Who has the personal incentive to build good institutions that can serve the common good? We see that it is in the interest of politicians to break down good institutions. How do we deal with this problem? Or should we further roll back the government like in 1991 and let markets provide goods and services?

Politicians typically do not have the incentives to build good institutions because institutions constrain politicians. Everybody likes to have fewer constraints, which is why one of the times countries build institutions is usually when writing their Constitutions. In most countries at the time of independence, you have a sense of idealism of a set of people who are a bit more willing to look beyond their narrow short-term self-interest. But historically, if you look at how institutions come about, they come about through some combination of ideas of intellectuals, academics, and think tanks feeding the ideas ecosystem by saying these are the kind of institutions we need, which are then picked up when there is political pressure or a window of opportunity to act. For example, they also come about often because there is the public outrage like, for example, in the recent hit-and-run case in Pune over the bail given to the perpetrator, may prompt some action on judicial reforms. [But you need good ideas to be ready when there is a political window to act.]

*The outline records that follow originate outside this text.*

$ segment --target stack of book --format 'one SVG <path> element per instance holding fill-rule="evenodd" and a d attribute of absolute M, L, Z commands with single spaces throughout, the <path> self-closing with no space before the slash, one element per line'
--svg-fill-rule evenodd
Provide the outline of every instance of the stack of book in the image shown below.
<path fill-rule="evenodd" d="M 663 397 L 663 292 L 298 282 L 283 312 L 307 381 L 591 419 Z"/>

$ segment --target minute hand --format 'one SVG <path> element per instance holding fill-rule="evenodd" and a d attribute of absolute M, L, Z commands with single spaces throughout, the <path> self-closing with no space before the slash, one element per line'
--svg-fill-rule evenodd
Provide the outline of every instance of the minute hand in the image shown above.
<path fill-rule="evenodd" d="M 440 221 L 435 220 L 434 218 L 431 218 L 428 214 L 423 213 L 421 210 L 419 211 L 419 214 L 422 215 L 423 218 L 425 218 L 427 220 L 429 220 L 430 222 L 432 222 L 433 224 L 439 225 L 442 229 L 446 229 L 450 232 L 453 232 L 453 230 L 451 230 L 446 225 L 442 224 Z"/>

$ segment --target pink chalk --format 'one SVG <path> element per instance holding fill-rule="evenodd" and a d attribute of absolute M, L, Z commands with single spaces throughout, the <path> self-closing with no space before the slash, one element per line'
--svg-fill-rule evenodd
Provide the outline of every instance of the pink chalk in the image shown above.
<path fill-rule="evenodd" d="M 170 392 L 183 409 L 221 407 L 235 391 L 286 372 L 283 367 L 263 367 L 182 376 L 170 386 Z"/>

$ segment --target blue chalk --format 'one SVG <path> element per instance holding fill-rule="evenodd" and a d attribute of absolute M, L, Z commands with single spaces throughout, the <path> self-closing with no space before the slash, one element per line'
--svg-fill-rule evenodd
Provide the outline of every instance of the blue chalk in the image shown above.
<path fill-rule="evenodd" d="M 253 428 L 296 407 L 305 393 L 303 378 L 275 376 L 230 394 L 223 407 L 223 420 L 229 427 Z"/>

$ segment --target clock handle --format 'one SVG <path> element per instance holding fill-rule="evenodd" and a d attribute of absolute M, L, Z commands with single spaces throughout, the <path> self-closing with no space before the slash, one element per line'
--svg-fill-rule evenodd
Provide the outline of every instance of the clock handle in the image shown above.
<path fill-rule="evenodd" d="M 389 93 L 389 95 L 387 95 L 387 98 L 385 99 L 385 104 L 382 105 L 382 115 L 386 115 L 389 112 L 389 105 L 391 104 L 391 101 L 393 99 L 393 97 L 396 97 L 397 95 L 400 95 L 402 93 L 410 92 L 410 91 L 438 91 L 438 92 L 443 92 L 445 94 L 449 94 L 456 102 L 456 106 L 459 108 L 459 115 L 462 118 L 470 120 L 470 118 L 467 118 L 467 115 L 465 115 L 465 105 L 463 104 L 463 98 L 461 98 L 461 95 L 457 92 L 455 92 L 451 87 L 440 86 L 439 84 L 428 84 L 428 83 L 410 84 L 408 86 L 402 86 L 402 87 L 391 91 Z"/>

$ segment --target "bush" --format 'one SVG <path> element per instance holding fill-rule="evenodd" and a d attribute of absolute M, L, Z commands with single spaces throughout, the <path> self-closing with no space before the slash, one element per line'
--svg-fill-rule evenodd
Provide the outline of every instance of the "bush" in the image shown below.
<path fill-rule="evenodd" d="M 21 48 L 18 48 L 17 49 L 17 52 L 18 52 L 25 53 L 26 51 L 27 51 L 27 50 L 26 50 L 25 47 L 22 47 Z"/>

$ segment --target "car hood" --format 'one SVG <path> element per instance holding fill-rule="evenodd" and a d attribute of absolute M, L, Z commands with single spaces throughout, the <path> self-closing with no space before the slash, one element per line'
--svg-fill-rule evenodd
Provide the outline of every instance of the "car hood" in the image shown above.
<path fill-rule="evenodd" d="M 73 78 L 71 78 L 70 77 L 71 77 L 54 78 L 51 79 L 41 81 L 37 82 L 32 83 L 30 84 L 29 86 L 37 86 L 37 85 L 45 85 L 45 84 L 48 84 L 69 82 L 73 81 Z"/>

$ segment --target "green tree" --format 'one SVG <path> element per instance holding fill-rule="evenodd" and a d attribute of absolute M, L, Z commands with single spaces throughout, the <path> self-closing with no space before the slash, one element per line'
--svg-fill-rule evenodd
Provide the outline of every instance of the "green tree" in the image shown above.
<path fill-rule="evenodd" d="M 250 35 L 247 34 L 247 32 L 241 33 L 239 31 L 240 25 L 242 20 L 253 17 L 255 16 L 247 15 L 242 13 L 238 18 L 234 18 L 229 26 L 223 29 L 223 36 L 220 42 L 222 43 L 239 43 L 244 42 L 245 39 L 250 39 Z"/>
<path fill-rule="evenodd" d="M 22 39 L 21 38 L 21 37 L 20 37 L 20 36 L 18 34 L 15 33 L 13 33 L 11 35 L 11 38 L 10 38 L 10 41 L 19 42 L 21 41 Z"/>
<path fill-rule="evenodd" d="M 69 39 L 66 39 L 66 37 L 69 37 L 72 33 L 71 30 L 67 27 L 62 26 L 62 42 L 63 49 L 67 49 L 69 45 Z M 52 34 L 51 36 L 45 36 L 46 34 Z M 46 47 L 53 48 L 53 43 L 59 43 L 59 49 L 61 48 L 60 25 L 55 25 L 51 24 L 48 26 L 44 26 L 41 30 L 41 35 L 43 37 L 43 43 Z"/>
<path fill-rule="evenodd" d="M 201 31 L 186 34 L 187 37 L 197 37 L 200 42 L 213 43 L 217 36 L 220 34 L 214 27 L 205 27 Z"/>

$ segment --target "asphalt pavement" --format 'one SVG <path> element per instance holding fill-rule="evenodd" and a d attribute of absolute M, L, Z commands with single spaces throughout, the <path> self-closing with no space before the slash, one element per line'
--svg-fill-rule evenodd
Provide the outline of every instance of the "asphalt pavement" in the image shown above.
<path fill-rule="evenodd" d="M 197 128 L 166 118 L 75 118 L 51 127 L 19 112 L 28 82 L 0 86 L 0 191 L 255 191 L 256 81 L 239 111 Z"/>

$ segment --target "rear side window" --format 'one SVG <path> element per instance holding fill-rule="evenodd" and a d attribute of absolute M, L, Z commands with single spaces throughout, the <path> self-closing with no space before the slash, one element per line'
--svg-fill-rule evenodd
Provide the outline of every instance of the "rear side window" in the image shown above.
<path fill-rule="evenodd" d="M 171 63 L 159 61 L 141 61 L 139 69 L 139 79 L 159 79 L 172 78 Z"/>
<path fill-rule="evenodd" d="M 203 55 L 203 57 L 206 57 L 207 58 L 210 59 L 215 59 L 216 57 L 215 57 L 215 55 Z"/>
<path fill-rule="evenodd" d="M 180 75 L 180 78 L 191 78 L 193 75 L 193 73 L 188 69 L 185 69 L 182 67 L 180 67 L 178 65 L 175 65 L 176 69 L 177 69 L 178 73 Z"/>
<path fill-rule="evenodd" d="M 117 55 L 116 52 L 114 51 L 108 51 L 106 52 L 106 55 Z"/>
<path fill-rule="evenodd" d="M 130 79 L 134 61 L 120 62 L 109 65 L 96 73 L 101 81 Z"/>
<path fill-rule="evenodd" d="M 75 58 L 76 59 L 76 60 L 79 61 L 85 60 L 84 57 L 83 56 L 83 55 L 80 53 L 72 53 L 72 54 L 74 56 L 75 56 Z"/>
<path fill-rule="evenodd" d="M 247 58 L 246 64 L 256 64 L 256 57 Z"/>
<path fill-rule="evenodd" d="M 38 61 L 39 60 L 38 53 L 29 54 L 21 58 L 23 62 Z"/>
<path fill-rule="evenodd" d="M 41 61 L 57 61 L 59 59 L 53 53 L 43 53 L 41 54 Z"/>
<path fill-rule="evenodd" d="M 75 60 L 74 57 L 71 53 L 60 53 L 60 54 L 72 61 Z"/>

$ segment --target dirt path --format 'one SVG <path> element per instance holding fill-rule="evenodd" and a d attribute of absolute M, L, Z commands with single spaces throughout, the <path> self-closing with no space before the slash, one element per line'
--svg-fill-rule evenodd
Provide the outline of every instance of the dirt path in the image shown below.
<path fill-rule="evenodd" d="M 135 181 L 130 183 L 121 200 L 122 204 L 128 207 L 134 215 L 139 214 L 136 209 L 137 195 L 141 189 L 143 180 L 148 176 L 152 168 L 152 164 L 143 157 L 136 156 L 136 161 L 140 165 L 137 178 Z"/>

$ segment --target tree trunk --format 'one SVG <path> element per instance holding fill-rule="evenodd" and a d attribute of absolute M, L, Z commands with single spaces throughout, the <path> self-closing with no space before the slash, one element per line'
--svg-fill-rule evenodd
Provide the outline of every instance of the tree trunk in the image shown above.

Now this point about should the government get out of the way, it is true the market has managed to fill in for government weaknesses, say in the case of courts with parties agreeing to arbitration in Singapore or London because they trust those court systems better. But part of the core point of the book is building the capacity of public systems to do what the government has to do. You can’t outsource police, while private education and healthcare are still not accessible to the poor. So the state has an important role to play.

You say Indian philanthropists should focus beyond the traditional philanthropic acts such as building schools and hospitals and focus on strategic philanthropy that aims to improve governance. Can you explain?

Traditionally, philanthropy has stepped in where the state has not been able to satisfy social needs. There’s a tradition of caring for the poor by feeding them and offering humanitarian relief. But we are now in a place where the government actually has expanded a lot. For example, the government spends about ₹7.5 lakh crore a year on education, across States and the Centre. Now, philanthropic spending on education is probably like ₹15,000 crore, which is about 2% of that budget (₹7.5 lakh crore). Now, if that ₹15,000 crore is spent on building more schools and universities, that is what I call additive philanthropy because it’s taking the budget of ₹7.5 lakh crore and adding another ₹15,000 crore to increase it by 2%.

But there are often simple interventions that can be done to improve the effectiveness of the government spending itself and that can offer much higher returns. For example, if I spend ₹1,000 crore on interventions that can improve the effectiveness of government spending by even 1%, then that could yield an annual return on investment of ₹7,500 crore. And if that investment’s return shows up in perpetuity, then you can deliver a return of ₹75,000 crore, which is orders of magnitude higher.

Accelerating India’s Development: A State-led Roadmap for Effective Governance; Karthik Muralidharan, Penguin, ₹1,299.